Every language reinvent the wheel

Posted Jul 18, 2025 22:52 UTC (Fri) by zahlman (guest, #175387) [Link]

> managing dependancies is much more difficult than language architects realize, that's why Linux distibution package manager are usually nontrivial programs.

My understanding is that Guido van Rossum understood this quite well and made it very explicitly not his problem, which is why pip and Setuptools are technically third party and distutils got deprecated and eventually removed from the standard library.

For pure Python projects that can rely on the basic already-compiled bits of C code in the standard library (for basic filesystem interaction etc.), dependency management is generally not a big issue in Python IMX. Python's design makes it impractical to have multiple versions of a package in the same environment, which occasionally causes problems. But usually, everything is smooth even with compiled C code as long as it can be pre-compiled and the system is sufficiently standard to select a pre-compiled version. When I switched over to Linux for home use it never even occurred to me to worry about whether I'd lose (or complicate) access to popular Python packages, and indeed I didn't.

> I do really hope that the most used languages in open source converge to one and only one package manager be it based on rpm, dpkg or portage.
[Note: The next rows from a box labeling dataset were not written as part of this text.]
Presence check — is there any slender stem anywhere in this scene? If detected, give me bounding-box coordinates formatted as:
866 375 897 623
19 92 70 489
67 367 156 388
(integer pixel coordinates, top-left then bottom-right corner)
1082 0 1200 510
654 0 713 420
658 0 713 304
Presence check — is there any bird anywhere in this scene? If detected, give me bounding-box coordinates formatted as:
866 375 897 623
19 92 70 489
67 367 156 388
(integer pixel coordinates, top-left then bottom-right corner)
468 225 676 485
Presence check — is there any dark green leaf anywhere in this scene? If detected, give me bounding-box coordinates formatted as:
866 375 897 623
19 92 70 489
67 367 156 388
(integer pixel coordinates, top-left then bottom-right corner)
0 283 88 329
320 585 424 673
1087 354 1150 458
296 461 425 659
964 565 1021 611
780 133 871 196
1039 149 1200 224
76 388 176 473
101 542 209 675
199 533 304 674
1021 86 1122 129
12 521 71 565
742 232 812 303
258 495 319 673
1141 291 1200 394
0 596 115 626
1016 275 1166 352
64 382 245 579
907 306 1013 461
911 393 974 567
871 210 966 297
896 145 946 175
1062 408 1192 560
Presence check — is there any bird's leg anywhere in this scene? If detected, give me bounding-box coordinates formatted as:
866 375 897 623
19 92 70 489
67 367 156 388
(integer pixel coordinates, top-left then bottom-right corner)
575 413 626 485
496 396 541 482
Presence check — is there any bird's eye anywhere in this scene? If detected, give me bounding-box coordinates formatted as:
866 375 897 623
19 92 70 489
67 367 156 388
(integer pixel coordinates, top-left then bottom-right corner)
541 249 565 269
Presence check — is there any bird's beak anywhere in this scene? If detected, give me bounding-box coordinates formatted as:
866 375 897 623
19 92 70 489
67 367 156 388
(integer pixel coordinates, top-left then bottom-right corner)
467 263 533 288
Perhaps it's gauche to point it out on LWN, but this will not satisfy the needs of the very large percentage of Python programmers who are on Windows.

But also, to my understanding, none of these tools (or their corresponding package formats) are oriented towards installing things in a custom location, which is essential for Python development and even for a lot of end users. I'm not sure even chroot would help here — currently, pip needs to consult the `sysconfig` standard library (https://docs.python.org/3/library/sysconfig.html) to determine install paths, and it also supports installing for the system (recent Python versions may require a security override), in a separate user-level directory or in a virtual environment. (And you really do need virtual environments.)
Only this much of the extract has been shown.